WhatsApp has led the popular messaging world for a decade now. It has built its staggering install base on simplicity and security. The app was the first “over the top” messaging platform that pulled texting away from the networks to cross-platform apps. Addressing the fragmented clunkiness and cost of SMS and the proprietary limitations of BBM, WhatsApp defined modern messaging.
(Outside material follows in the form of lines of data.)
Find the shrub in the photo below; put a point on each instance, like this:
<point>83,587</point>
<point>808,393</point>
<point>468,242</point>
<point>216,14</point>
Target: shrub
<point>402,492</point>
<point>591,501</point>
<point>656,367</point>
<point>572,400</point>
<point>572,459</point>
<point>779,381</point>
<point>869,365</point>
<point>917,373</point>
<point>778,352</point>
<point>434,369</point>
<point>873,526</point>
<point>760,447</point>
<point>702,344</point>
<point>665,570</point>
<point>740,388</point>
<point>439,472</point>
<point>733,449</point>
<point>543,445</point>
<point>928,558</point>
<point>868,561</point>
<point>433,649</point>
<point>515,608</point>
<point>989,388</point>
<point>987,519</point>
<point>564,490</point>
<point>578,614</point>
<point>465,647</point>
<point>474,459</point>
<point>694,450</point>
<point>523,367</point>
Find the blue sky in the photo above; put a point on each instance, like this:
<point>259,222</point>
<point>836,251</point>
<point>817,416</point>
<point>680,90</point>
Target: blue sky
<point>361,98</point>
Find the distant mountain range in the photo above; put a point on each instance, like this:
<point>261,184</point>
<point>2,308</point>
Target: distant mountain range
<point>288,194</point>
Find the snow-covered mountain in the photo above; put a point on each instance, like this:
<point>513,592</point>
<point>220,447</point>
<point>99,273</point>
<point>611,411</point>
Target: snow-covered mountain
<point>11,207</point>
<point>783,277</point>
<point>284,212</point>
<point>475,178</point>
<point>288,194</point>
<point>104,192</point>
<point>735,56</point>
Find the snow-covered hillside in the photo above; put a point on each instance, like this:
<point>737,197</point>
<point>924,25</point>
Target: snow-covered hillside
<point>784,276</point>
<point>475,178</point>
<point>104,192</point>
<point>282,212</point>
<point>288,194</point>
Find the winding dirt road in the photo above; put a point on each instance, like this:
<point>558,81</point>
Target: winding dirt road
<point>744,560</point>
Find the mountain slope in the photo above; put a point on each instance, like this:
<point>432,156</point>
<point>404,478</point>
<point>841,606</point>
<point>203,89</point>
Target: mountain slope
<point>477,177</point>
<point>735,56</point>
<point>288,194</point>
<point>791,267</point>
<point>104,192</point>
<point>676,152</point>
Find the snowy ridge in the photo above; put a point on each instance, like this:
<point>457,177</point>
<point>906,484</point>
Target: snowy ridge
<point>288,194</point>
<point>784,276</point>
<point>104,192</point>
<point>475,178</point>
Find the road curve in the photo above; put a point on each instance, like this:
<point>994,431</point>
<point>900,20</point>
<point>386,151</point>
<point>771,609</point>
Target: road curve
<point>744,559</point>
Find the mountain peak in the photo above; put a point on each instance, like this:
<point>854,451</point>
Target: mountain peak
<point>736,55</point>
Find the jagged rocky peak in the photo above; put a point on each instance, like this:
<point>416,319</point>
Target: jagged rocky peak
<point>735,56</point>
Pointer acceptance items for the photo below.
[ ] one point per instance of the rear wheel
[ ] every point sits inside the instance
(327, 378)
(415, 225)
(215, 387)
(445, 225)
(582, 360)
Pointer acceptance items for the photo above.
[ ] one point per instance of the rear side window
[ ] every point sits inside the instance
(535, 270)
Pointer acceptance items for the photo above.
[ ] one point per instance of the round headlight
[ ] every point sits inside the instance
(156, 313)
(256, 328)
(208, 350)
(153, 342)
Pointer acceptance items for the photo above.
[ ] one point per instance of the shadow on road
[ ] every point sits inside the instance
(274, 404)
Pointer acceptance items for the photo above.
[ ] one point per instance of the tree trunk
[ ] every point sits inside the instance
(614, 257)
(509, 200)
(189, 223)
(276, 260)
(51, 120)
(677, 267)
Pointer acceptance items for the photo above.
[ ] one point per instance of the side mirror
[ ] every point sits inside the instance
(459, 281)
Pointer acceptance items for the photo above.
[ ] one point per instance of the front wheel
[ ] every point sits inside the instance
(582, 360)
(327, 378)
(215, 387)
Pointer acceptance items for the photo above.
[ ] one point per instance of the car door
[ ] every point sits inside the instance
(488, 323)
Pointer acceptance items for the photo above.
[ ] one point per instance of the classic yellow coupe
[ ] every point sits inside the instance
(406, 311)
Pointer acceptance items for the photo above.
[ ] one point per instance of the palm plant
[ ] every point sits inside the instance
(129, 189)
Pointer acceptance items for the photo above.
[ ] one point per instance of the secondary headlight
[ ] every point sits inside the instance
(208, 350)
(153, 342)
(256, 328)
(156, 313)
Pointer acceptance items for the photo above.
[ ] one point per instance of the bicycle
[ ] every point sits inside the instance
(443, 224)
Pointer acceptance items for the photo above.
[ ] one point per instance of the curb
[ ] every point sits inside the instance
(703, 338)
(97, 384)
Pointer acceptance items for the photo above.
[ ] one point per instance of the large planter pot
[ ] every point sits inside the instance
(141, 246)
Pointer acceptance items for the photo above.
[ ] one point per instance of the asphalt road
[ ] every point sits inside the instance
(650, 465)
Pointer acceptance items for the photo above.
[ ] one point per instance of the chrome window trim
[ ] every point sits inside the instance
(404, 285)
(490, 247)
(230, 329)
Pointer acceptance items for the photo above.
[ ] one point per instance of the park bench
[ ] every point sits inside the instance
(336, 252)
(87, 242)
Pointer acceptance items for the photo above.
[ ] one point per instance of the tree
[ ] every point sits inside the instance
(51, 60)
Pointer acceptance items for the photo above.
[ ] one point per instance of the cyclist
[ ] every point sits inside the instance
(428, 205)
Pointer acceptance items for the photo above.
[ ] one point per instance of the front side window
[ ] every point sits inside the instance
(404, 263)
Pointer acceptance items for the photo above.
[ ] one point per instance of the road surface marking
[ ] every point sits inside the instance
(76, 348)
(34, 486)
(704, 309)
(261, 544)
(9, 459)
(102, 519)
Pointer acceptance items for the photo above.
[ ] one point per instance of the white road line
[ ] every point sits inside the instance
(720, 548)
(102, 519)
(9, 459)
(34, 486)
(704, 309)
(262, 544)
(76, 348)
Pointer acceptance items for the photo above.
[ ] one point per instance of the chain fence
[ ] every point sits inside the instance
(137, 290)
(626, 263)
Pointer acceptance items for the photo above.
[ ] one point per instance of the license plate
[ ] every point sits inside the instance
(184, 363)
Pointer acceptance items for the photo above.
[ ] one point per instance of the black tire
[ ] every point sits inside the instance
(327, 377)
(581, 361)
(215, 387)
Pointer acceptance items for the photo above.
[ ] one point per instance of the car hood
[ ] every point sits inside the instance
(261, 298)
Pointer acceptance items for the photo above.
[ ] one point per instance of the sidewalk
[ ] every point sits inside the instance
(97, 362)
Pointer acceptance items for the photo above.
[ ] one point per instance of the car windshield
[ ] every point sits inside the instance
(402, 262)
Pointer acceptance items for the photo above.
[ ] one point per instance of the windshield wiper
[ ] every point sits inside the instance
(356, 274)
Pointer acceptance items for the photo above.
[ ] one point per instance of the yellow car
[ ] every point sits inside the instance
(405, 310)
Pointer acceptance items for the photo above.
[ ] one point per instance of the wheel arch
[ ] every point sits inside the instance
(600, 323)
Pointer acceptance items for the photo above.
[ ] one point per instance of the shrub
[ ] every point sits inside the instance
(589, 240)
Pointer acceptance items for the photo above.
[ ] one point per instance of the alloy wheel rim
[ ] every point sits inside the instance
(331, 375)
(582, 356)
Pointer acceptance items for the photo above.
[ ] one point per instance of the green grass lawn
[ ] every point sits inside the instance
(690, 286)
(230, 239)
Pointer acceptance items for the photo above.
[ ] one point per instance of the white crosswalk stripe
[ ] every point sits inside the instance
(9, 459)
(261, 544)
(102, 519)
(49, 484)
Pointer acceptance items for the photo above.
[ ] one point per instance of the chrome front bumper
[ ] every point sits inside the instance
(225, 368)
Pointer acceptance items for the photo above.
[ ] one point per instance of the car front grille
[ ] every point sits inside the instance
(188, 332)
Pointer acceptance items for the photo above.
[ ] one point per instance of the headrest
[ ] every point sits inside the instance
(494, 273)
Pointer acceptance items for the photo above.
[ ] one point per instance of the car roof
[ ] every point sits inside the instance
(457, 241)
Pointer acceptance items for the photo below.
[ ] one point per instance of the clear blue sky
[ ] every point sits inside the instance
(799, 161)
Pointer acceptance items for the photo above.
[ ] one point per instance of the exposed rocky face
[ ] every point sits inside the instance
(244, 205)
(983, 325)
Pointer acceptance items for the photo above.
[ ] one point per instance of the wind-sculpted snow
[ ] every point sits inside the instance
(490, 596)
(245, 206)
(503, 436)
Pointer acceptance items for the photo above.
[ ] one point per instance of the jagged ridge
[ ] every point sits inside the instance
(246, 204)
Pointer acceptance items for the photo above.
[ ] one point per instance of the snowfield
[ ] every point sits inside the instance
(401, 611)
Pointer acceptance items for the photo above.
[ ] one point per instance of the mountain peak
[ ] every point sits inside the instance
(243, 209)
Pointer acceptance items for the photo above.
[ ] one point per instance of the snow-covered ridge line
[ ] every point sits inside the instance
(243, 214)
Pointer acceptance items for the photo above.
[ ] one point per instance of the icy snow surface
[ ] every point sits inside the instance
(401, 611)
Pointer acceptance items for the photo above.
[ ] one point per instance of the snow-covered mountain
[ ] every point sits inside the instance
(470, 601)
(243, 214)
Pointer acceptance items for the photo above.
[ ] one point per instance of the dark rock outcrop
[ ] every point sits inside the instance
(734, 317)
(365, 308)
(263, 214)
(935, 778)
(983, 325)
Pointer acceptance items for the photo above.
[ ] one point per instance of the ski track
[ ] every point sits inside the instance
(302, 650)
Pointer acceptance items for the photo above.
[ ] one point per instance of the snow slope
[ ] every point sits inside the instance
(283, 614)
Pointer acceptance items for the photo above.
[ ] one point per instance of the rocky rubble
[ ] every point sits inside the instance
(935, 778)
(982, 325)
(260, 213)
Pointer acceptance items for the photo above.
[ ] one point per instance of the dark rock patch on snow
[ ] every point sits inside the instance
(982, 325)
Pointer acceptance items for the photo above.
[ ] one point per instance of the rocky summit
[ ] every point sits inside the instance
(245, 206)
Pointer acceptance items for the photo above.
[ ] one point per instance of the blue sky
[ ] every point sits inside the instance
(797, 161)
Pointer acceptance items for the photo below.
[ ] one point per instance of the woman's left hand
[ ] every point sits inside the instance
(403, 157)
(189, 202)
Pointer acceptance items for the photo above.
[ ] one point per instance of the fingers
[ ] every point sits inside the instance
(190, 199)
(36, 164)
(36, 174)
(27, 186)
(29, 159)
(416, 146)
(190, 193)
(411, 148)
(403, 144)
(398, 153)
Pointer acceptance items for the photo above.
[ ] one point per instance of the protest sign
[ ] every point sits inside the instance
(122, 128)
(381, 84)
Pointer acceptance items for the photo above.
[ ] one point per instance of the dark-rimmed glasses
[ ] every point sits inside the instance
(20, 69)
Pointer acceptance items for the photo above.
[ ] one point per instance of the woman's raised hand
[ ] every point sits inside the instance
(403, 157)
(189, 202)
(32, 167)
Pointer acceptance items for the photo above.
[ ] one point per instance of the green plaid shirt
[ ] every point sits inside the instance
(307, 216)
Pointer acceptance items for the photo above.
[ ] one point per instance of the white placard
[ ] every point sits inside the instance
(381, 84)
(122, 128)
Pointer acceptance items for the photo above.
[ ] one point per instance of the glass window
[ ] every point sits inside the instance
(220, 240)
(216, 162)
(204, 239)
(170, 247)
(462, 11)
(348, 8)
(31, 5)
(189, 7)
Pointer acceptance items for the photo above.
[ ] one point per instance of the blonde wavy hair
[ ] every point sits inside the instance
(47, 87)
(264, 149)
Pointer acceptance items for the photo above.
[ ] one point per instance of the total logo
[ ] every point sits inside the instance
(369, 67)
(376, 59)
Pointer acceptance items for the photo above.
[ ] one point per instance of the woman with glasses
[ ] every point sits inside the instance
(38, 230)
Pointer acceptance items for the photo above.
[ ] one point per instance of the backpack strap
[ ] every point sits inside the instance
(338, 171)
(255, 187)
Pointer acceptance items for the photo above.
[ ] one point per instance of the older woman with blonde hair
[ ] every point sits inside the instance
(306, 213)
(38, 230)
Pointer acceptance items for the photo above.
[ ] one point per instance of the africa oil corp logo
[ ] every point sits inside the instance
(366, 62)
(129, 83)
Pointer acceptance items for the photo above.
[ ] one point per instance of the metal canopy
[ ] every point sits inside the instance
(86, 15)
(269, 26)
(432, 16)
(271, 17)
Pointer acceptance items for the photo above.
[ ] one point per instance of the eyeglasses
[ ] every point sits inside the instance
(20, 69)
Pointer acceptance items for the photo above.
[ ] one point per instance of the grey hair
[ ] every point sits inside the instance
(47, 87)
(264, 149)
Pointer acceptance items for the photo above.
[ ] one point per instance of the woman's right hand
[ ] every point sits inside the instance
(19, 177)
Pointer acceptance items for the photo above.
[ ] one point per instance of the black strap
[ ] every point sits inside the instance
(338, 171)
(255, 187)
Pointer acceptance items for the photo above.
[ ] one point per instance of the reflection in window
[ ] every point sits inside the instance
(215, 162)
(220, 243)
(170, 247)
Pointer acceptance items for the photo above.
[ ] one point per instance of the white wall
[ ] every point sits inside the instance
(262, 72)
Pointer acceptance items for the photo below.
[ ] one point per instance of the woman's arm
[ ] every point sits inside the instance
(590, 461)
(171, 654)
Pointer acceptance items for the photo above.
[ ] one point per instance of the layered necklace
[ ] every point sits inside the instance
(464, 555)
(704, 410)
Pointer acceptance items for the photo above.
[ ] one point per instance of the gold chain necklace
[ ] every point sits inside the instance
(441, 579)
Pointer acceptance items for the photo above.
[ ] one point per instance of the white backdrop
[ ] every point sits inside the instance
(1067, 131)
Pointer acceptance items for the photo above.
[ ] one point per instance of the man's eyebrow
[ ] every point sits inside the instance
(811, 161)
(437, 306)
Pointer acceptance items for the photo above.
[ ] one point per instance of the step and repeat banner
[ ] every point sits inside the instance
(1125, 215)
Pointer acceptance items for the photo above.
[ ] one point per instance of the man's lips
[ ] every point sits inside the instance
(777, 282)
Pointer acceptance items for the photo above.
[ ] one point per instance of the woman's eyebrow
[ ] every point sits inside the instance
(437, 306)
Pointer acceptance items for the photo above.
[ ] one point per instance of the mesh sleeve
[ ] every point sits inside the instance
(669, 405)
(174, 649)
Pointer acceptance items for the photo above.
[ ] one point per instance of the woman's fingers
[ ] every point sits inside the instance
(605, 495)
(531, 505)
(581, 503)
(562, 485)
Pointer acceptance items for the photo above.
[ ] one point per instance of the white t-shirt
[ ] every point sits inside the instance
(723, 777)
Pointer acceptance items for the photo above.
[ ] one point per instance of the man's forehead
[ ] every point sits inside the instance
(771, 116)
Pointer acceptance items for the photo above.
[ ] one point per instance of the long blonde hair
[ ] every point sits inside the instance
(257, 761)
But the world is changing and WhatsApp senses that. Most of us now run multiple messaging platforms on our phones. The notifications on our mobile devices mean we can manage all this with ease. While there are specialist alternatives, the likes of Signal, Telegram and Wickr, the real threat to WhatsApp’s dominance comes from its own Facebook stablemate Messenger, Apple’s iMessage, and the new Rich Communication Services (RCS) upgrade to ubiquitous SMS.
Those planning WhatsApp’s future—when not focusing on keeping Facebook at bay—are clearly aware of the risk to its dominance from the development of these other options, especially the likes of RCS and iMessage that can be built into the very operating systems of the phones on which they’re installed. The issue with those other options, of course, is the lack of interoperability between Android and iOS without reverting to the insecure clunkiness of SMS. The risk for WhatsApp, is that a rich, secure, updated SMS platform eventually resolves this.
The issue with WhatsApp, meanwhile, is its frustrating cross-platform limitations. Yes, there is a web viewed and various desktop front-ends, but when compared to the smooth running of Signal or Apple’s user-first iMessage, it falls totally flat. There is no iPad app, for example, no ability to run seamlessly on a tablet. And now, with Signal trying to shift from secure specialist to mainstream alternative, with Apple playing with iMessage functionality—editing sent texts and better desktop options, for example—WhatsApp needs to act.